Die Maßnahmen wurden zuletzt auch auf den ländlichen Bereich ausgeweitet, welcher den Großteil der Goldnachfrage in Indien stellt. In Indien dürfte daher in den kommenden Monaten deutlich weniger Gold nachgefragt werden als in den vergangenen Monaten. Im Mai waren die Goldimporte auf ein Rekordniveau von 162 Tonnen angestiegen. Auch in China dürfte sich die Goldnachfrage im zweiten Halbjahr merklich abkühlen. Laut Aussagen des größten Goldproduzenten des Landes erreichte die chinesische Goldnachfrage im ersten Halbjahr mit rund 800 Tonnen bereits fast das Niveau des gesamten Vorjahres, was sich auch in deutlich gestiegenen Goldimporten via Hongkong widerspiegelt (Grafik 14).

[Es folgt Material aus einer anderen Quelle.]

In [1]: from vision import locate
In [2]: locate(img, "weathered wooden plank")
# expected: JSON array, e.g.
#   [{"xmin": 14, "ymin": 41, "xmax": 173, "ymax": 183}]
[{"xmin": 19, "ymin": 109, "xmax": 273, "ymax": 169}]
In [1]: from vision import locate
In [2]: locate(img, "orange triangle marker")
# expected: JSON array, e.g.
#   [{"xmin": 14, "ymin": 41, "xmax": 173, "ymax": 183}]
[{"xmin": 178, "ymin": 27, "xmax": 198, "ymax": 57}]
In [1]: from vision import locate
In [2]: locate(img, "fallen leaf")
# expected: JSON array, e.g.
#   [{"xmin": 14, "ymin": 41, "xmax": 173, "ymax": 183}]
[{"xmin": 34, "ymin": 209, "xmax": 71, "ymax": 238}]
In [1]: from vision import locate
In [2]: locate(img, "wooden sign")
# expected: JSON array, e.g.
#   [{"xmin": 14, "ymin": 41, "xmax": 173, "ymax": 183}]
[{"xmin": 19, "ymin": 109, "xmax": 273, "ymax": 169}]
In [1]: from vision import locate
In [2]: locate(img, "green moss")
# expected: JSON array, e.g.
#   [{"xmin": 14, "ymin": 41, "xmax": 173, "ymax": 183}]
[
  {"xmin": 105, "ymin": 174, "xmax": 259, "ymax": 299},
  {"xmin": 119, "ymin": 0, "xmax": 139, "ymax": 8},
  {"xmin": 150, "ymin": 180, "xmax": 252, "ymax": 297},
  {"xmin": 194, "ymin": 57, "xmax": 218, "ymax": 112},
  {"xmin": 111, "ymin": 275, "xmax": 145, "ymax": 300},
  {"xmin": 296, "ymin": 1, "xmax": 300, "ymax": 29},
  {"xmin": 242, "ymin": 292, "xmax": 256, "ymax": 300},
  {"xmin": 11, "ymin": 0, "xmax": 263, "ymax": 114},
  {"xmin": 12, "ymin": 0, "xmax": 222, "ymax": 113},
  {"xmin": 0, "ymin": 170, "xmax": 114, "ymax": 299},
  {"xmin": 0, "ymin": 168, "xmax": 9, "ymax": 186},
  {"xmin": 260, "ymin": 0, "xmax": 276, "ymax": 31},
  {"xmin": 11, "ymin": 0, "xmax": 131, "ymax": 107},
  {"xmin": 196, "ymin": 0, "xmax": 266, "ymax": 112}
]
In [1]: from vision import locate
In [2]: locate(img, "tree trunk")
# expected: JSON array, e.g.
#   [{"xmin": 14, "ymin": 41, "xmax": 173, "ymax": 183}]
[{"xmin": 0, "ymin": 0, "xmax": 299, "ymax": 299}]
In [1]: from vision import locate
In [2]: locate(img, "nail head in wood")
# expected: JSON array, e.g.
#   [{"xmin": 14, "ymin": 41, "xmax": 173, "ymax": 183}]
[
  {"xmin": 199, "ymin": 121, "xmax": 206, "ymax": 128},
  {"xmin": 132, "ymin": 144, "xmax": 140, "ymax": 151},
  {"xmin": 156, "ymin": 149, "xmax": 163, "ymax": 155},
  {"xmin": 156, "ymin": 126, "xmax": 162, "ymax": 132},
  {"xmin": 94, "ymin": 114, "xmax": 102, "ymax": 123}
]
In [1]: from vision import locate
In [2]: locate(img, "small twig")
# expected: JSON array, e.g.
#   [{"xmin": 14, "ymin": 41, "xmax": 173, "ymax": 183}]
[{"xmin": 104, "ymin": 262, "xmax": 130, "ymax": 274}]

Viele geplante Käufe dürften nach dem Preisrutsch im Frühjahr vorgezogen worden sein. Zudem werden die Einkommen durch die schwächere Konjunkturentwicklung und die Probleme im chinesischen Bankensystem belastet. Für das Gesamtjahr erwartet China National Gold daher "lediglich", dass die Nachfrage 1.000 Tonnen übertrifft.

Der Goldpreis dürfte trotz dieser Belastungsfaktoren seinen Boden nahezu erreicht haben. Die Marktstimmung ist bereits sehr negativ, was sich in den auf ein 7-Jahrestief gesunkenen
spekulativen Netto-Long-Positionen (Grafik 12) einer negativen Berichterstattung und der deutlichen Abweichung des Goldpreises von der 200-Tagelinie zeigt. Diese lag zeitweise bei mehr als 20% und war damit sogar größer als beim Preiseinbruch im Herbst 2008 (Grafik 5). Von daher kann es jederzeit zu einer Gegenbewegung kommen, welche den Goldpreis kurzfristig um 100-200 USD steigen lässt. Eine nachhaltige Preiserholung ist allerdings unwahrscheinlich, solange die ETF-Abflüsse und der Anstieg der Realzinsen anhalten.